What Google did with Alpha fold in predicting the folding of proteins is incredible. But it’s also because the machine is continuing to learn. The more people working on the problem, the more data inputted into the system, the more the machine learns, the better it gets at predicting things.
This assumes your data is clean. What if it’s dirty? One of the biggest issues with certain prediction AI algorithms is the composition of the data. Considering most of the health data we have, and clinical trial data is from white people, we don’t know if certain things work in people of other ethnicities. That’s dangerous because that means the algorithm is prejudiced to people of colour.
The information that the AI has learned from is not a complete data set. It’s a specific data set. The problem is right now these algorithms are being used in public. The more the AI is used, the better it is. But in the meantime, it’s prejudiced because the data it’s used to learn is not complete.
This is all flawed though because prediction algorithms are never going to be 100% accurate, just like humans. What the algorithms and machines lack is emotion. They don’t understand judgement. They just make decisions and conclusions based on what the data tells them, but humans are more complicated than that.
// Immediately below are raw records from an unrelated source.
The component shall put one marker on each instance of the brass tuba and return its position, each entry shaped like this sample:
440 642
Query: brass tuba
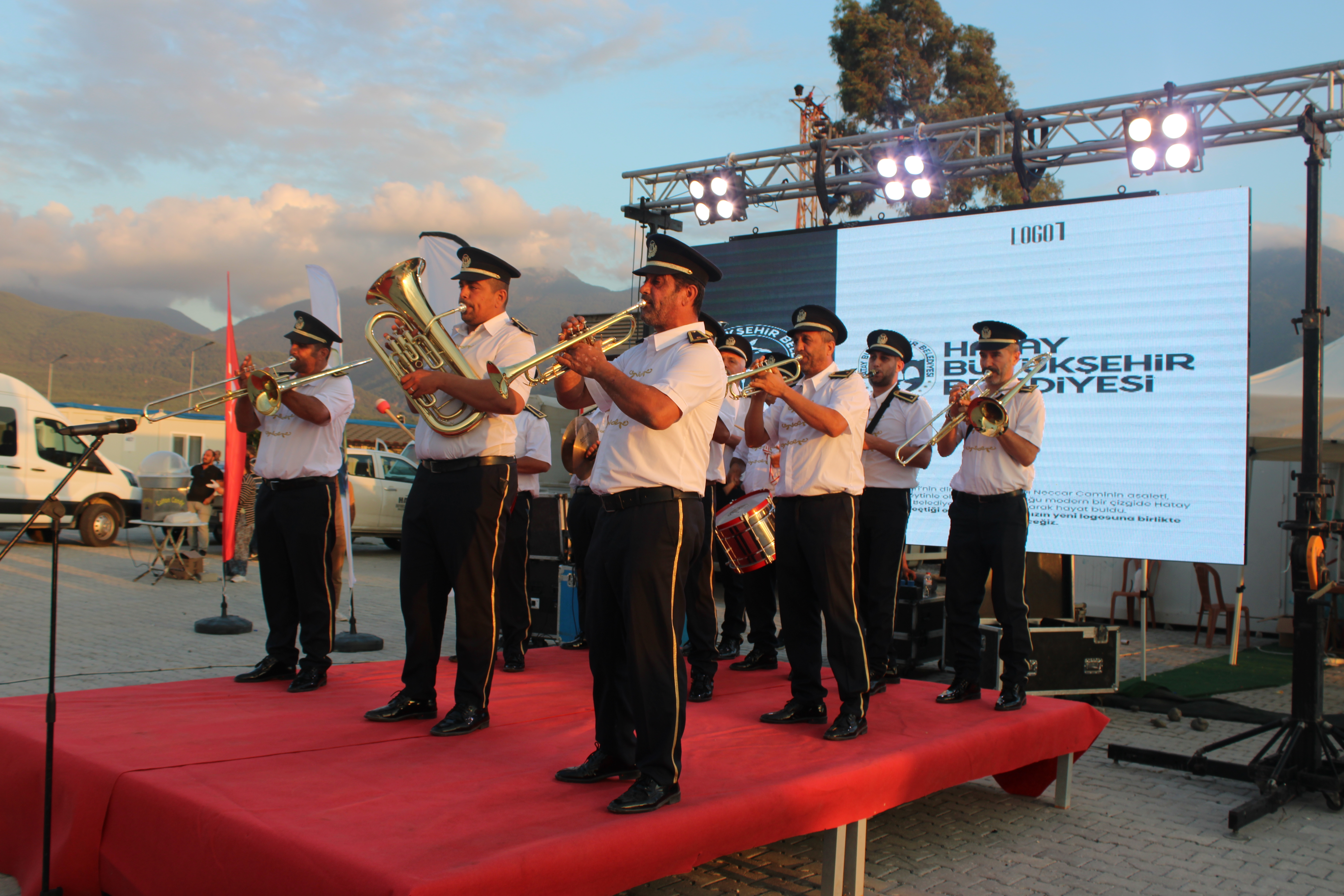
424 342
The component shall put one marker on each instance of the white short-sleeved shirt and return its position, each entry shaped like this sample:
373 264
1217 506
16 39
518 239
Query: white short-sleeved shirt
986 468
292 448
534 441
812 463
720 453
502 343
756 477
902 420
635 456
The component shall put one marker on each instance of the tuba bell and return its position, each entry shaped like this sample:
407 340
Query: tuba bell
423 343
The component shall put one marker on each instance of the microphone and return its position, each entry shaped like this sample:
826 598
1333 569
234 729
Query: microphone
107 428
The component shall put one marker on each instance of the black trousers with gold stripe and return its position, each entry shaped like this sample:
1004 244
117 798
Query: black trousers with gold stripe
816 571
454 541
639 566
296 535
514 606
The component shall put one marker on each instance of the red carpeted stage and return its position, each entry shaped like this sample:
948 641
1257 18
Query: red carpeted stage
216 788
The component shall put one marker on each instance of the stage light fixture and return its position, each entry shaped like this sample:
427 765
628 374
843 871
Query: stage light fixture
1163 139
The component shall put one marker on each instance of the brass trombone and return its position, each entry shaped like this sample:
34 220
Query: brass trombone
987 414
748 392
263 389
502 378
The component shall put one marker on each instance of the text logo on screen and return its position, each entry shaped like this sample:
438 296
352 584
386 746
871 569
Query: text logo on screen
764 339
920 374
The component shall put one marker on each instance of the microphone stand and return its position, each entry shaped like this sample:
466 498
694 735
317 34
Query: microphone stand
56 510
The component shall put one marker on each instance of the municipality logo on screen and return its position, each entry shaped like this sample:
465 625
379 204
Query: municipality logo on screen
920 374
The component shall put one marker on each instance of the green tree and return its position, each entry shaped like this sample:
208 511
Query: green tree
907 61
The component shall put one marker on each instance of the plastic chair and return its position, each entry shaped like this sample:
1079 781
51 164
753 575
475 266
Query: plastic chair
1154 567
1202 573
Emotion is hard to comprehend. You can’t build that in an AI. You can try using tons and tons of data, but you can’t get it to think like a human. We’ve scratched the surface of consciousness and neuroscience. How can we build an AI that thinks for itself if we can’t even understand how the human brain works?
So AI taking over and becoming human robots is not going to happen near term. But could it happen in the next 500 years? Yea. Then what? Is it just a world full of robots with a smaller population that exists now moving across planets? Who knows.
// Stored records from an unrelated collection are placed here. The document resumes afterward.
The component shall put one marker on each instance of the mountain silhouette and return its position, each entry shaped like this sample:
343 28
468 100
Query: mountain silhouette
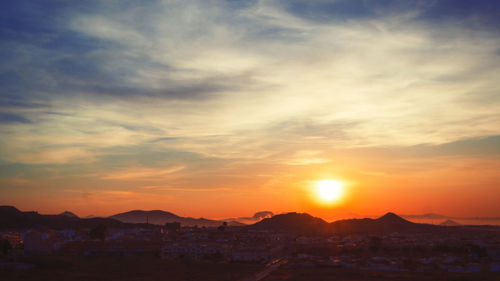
68 214
293 222
449 223
253 219
12 218
160 217
305 223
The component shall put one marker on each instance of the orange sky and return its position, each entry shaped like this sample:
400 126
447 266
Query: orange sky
224 109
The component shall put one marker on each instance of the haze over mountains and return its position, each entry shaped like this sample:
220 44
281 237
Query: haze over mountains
162 217
12 218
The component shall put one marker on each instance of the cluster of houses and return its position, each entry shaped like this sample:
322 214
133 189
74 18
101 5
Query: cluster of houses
394 252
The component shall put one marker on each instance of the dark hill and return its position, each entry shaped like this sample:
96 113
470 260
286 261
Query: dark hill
305 223
293 222
161 217
11 218
449 223
68 214
389 222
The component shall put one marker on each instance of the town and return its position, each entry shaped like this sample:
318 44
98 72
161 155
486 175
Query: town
453 250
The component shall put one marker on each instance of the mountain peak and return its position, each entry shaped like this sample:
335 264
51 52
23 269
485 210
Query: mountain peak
68 214
294 222
392 217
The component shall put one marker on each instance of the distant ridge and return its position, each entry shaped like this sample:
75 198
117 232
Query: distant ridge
297 222
293 222
160 217
449 223
12 218
68 214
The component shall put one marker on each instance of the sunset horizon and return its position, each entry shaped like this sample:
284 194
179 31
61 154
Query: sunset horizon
220 109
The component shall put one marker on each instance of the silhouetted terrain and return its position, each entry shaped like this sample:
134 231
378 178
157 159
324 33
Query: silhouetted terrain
390 222
449 223
12 218
161 217
294 222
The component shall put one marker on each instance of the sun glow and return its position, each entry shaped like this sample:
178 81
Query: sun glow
329 191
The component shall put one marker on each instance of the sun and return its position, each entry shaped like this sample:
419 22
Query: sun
329 191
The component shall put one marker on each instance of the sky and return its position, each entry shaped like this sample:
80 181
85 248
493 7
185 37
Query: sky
223 108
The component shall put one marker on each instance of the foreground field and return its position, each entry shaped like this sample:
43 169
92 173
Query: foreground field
343 274
125 269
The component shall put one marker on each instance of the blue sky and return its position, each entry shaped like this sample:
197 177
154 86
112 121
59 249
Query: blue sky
177 100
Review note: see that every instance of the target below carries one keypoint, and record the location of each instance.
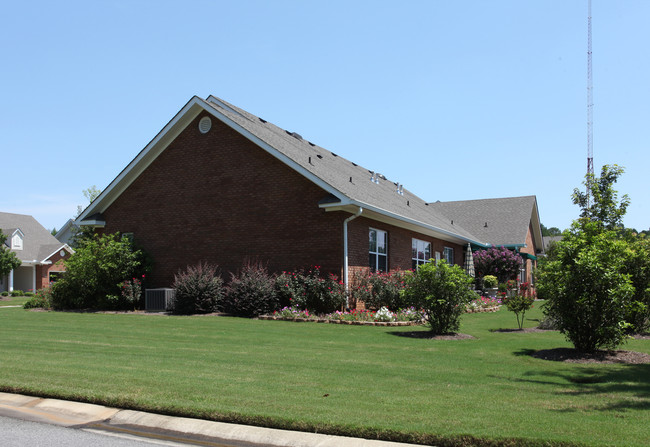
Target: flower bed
(484, 304)
(382, 317)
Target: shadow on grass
(619, 387)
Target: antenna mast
(590, 109)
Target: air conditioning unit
(158, 299)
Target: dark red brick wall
(43, 271)
(219, 198)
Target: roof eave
(391, 218)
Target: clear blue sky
(455, 99)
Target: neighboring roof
(38, 243)
(500, 222)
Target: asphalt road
(20, 433)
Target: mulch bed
(569, 355)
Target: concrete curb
(66, 413)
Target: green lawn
(13, 300)
(331, 378)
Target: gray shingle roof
(38, 243)
(497, 221)
(351, 180)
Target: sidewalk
(80, 415)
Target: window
(421, 252)
(378, 251)
(448, 254)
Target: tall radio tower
(590, 108)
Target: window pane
(373, 240)
(382, 263)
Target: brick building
(221, 185)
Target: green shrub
(251, 292)
(198, 290)
(519, 304)
(490, 281)
(40, 300)
(307, 289)
(442, 292)
(96, 270)
(588, 292)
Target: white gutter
(345, 254)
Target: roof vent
(205, 124)
(296, 135)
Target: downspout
(345, 255)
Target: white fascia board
(272, 151)
(146, 156)
(180, 121)
(397, 220)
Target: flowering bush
(500, 262)
(40, 300)
(308, 289)
(199, 289)
(442, 291)
(380, 289)
(251, 292)
(292, 312)
(519, 304)
(384, 314)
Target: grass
(353, 380)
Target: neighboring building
(40, 253)
(218, 184)
(511, 222)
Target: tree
(605, 208)
(8, 259)
(95, 271)
(597, 281)
(587, 288)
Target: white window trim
(417, 260)
(444, 254)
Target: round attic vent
(205, 124)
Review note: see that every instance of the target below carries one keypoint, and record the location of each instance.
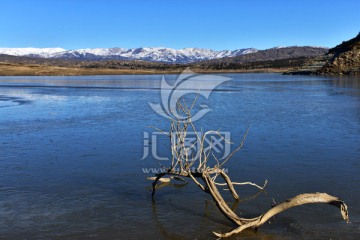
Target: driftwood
(206, 169)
That’s the thing about knowledge though. It compounds. It evolves with the times. The AI revolution is upon us. The more data they accumulate, the better they get and data is being generated now more than ever. Their knowledge compounds. This will completely change the world.
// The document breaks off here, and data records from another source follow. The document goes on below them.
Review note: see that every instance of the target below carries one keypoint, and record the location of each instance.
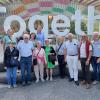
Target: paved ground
(58, 89)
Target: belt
(73, 55)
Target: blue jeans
(96, 68)
(26, 63)
(11, 75)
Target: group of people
(34, 51)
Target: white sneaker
(42, 80)
(47, 78)
(9, 86)
(37, 81)
(95, 82)
(14, 85)
(51, 79)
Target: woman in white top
(39, 53)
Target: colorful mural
(27, 8)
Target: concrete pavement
(58, 89)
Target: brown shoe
(88, 86)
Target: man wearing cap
(96, 57)
(85, 52)
(25, 48)
(72, 58)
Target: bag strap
(59, 47)
(9, 37)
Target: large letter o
(8, 21)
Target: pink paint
(46, 4)
(63, 1)
(33, 10)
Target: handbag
(35, 59)
(51, 58)
(14, 62)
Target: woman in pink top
(39, 53)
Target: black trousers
(85, 70)
(61, 65)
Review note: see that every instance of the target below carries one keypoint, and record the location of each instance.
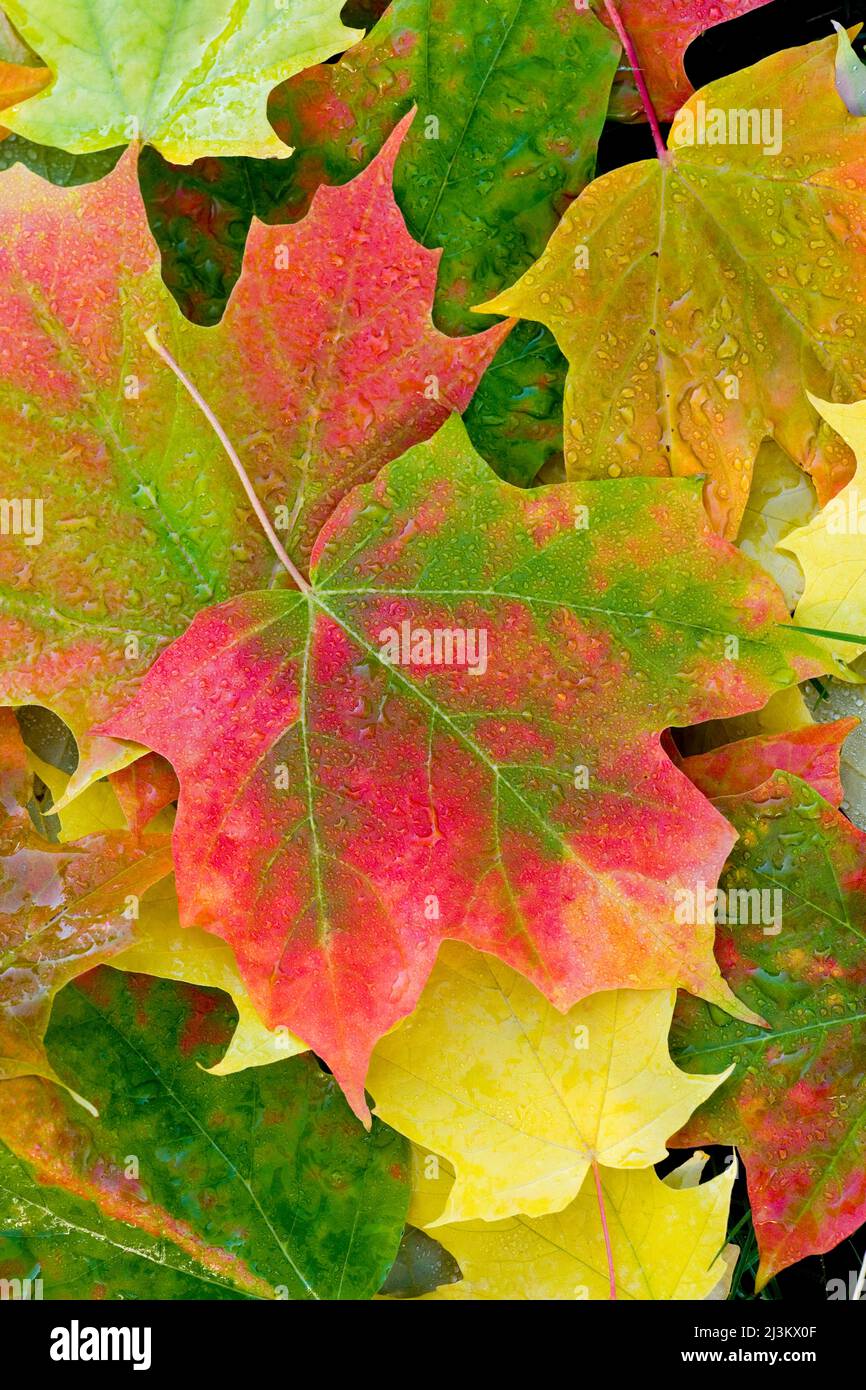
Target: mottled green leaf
(189, 1186)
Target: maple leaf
(831, 551)
(659, 32)
(342, 811)
(153, 941)
(781, 499)
(811, 752)
(145, 520)
(794, 1104)
(701, 296)
(143, 788)
(163, 948)
(665, 1240)
(63, 909)
(524, 1101)
(17, 82)
(850, 74)
(273, 1189)
(189, 77)
(512, 100)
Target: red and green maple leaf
(660, 31)
(324, 367)
(795, 1104)
(339, 813)
(811, 752)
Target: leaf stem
(221, 435)
(635, 67)
(827, 633)
(603, 1215)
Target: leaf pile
(413, 824)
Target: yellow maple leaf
(666, 1241)
(524, 1100)
(170, 951)
(831, 551)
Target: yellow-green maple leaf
(191, 77)
(831, 549)
(170, 951)
(780, 501)
(666, 1241)
(521, 1098)
(160, 945)
(701, 296)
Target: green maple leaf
(191, 77)
(253, 1186)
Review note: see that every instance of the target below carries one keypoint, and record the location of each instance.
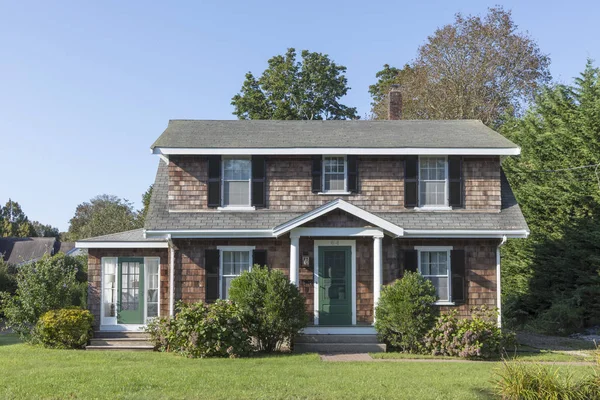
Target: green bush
(273, 309)
(475, 337)
(67, 328)
(518, 380)
(199, 330)
(405, 312)
(47, 284)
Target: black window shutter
(260, 257)
(259, 182)
(410, 261)
(411, 181)
(317, 168)
(457, 261)
(352, 163)
(214, 181)
(211, 273)
(456, 195)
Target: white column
(377, 271)
(171, 279)
(294, 262)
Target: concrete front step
(121, 348)
(119, 342)
(364, 339)
(339, 348)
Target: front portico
(334, 261)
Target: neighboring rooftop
(19, 251)
(418, 134)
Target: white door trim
(328, 243)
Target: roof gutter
(442, 151)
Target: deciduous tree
(474, 68)
(291, 90)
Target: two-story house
(341, 207)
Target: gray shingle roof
(159, 218)
(331, 134)
(135, 235)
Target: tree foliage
(474, 68)
(554, 276)
(103, 215)
(14, 222)
(295, 90)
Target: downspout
(498, 282)
(171, 277)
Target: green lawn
(36, 373)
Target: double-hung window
(433, 182)
(334, 174)
(434, 264)
(234, 261)
(236, 182)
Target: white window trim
(231, 248)
(108, 320)
(446, 206)
(238, 207)
(146, 275)
(328, 243)
(447, 249)
(335, 192)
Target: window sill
(425, 208)
(334, 193)
(444, 303)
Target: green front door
(131, 291)
(335, 296)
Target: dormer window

This is why the next 500 years is going to be vastly different from the last 500. I listened to a podcast the other from Matt Ridley talking about how people from year 1000 to 1500 AD probably lived a pretty similar life. If you dropped a person from year 1000 in year 1500, the world probably looked like a similar place.
But if you dropped a guy from 1500 in 2000 with a phone, the Internet, big buildings, planes, cities, skyscrapers, etc. he’d be in a completely different world.
Now imagine 500 years from now?
It’s going to be completely different than the last 500 years. We’re still in the early stages of the Internet revolution. We’ve only been using it over the last 70 years and most of the world isn’t even online yet. Now they’re coming.
Citizens of India, Africa, China, Asia, etc. all have smartphones now. Hundreds of millions of people that were never online before and didn’t have access to the Internet are now coming onto the Internet. It’s incredible to think what can be achieved by humanity in the next 100 years having all these great minds learning about the world. Even if you have a small subset commit to learning and making the world a better place, that’s a massive difference. That’s potentially millions of people who are dedicated to learning and making a world a better place.
People want to help.
But they’re going to fail a lot along the way. Are they ready for that? I hope this new generation is because you need struggle in order to win.
You have to lose a lot before you can win. Without the failure, you won’t have the lessons learned. The wisdom and knowledge gained through experiencing failure.
You’re not a loser, just a winner-in-waiting.